NVIDIA made a lot of people look smart in 2023 and 2024. The real question now isn’t whether it was the AI trade of the decade. It’s whether it already was.
Because when everyone agrees on the winner, the easy money is usually gone.
NVIDIA still sits at the center of the AI universe. CUDA remains the toll booth for serious AI training. Hyperscalers are still shoveling tens of billions into GPUs. Entire startup ecosystems are built assuming H100s and their successors will be available on demand. That dominance is real. And it’s earned.
But markets don’t pay you for what’s obvious. They pay you for what’s next.
The bull case is straightforward: AI demand isn’t cyclical hype, it’s structural. Training models is expensive. Running them at scale is even more expensive. Inference workloads are exploding as enterprises bolt copilots and AI agents onto everything. If compute demand keeps compounding, NVIDIA keeps selling picks and shovels. Simple.
Here’s the problem: the “picks and shovels” phase is maturing.
Hyperscalers aren’t content to rent forever. Amazon has Trainium and Inferentia. Google has TPUs. Microsoft is designing custom silicon. Meta is building its own AI accelerators. When your annual GPU bill runs into the tens of billions, vertical integration stops being optional. It becomes strategy.

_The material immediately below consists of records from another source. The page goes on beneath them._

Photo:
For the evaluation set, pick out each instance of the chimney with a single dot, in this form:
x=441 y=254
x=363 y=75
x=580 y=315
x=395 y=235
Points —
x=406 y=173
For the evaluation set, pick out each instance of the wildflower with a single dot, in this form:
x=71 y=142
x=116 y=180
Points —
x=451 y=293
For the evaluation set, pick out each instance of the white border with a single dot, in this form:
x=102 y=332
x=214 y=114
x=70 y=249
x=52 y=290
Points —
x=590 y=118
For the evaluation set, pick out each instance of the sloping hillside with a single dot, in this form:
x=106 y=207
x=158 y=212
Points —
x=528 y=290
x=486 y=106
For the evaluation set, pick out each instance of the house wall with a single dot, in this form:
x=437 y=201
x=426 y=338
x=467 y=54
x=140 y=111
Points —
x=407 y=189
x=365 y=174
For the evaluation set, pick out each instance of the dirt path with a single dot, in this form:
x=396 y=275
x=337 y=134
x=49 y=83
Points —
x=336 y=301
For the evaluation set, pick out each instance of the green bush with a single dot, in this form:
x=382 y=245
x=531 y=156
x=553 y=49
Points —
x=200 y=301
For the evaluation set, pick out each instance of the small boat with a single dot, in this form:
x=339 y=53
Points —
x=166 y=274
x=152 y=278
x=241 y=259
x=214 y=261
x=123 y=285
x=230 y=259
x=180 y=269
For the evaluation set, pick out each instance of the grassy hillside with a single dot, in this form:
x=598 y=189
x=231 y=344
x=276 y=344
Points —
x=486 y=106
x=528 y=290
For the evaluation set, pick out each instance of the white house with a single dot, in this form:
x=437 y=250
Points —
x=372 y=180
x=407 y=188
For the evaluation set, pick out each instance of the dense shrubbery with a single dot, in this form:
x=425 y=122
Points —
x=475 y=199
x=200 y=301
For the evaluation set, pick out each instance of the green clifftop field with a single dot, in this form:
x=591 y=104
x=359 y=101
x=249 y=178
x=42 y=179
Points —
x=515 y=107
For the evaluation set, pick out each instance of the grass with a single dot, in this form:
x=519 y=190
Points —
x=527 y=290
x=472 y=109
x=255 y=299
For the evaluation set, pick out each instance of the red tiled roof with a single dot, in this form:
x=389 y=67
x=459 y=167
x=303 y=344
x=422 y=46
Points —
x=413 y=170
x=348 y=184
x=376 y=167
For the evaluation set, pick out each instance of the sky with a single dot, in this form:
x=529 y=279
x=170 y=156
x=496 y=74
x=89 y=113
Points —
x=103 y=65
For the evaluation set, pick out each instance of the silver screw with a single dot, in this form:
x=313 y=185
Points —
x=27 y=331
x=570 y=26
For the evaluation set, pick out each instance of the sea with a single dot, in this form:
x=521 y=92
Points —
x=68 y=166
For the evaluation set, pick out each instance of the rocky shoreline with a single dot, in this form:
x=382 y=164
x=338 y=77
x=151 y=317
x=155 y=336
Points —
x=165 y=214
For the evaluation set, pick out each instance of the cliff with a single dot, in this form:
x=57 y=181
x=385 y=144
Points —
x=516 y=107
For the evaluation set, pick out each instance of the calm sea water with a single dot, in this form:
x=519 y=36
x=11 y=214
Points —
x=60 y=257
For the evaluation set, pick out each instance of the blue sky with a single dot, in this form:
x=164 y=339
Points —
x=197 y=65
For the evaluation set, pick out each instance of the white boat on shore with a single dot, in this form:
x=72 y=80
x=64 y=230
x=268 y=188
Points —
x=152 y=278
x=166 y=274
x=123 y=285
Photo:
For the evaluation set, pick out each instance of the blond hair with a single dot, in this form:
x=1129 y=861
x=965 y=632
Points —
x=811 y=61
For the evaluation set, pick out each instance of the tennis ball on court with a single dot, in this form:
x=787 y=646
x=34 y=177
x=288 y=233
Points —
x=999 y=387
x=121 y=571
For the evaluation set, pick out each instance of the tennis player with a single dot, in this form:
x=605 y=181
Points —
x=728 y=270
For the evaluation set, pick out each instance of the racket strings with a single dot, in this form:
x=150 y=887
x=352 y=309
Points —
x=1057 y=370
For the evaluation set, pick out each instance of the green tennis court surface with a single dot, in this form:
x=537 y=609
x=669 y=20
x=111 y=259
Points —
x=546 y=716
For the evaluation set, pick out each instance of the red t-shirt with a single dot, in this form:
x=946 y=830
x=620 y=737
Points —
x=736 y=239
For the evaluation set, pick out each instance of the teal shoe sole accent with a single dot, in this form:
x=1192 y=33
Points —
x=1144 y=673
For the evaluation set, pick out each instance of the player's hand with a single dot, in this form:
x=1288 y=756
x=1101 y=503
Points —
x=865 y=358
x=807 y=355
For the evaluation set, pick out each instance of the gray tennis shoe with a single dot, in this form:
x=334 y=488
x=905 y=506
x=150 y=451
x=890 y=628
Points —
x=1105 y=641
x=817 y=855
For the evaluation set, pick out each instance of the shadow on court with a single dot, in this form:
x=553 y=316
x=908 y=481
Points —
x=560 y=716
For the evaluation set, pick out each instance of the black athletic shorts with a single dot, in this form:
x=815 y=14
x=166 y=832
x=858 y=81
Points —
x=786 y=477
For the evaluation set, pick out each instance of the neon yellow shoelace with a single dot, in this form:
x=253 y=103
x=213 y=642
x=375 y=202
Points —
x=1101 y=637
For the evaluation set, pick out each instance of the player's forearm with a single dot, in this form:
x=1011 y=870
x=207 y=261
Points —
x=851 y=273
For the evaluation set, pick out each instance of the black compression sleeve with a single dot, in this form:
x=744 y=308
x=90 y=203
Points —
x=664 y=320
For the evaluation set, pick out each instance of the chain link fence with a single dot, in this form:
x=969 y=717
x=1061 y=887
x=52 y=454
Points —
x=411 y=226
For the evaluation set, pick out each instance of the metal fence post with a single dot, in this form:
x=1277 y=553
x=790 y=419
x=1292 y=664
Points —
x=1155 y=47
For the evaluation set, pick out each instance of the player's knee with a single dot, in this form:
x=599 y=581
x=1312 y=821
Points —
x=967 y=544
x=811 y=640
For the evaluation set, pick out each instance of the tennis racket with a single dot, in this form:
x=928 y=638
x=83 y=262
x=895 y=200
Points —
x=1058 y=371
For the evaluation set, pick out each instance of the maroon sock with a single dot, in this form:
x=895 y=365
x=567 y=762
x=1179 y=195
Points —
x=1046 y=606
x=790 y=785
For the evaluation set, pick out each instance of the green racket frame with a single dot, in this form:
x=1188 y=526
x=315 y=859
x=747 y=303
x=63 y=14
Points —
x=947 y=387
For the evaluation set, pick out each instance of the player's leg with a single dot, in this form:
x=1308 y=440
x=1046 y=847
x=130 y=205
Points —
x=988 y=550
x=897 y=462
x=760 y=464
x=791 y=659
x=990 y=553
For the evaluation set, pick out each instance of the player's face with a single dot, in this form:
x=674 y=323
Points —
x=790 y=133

And then there’s AMD. It doesn’t need to win the whole market. It just needs to be good enough at a slightly lower price. In a world where AI capex is the largest line item on the income statement, “good enough” is powerful.
So no, NVIDIA isn’t suddenly doomed. But the asymmetry has shifted. Two years ago, the market underestimated AI demand. Today, it may be underestimating the commoditization of AI infrastructure.
The next phase of AI won’t just be about bigger models. It’ll be about efficiency. About inference at scale. About edge deployment. About custom chips tuned for specific workloads. That’s not a single-company story. That’s an ecosystem story.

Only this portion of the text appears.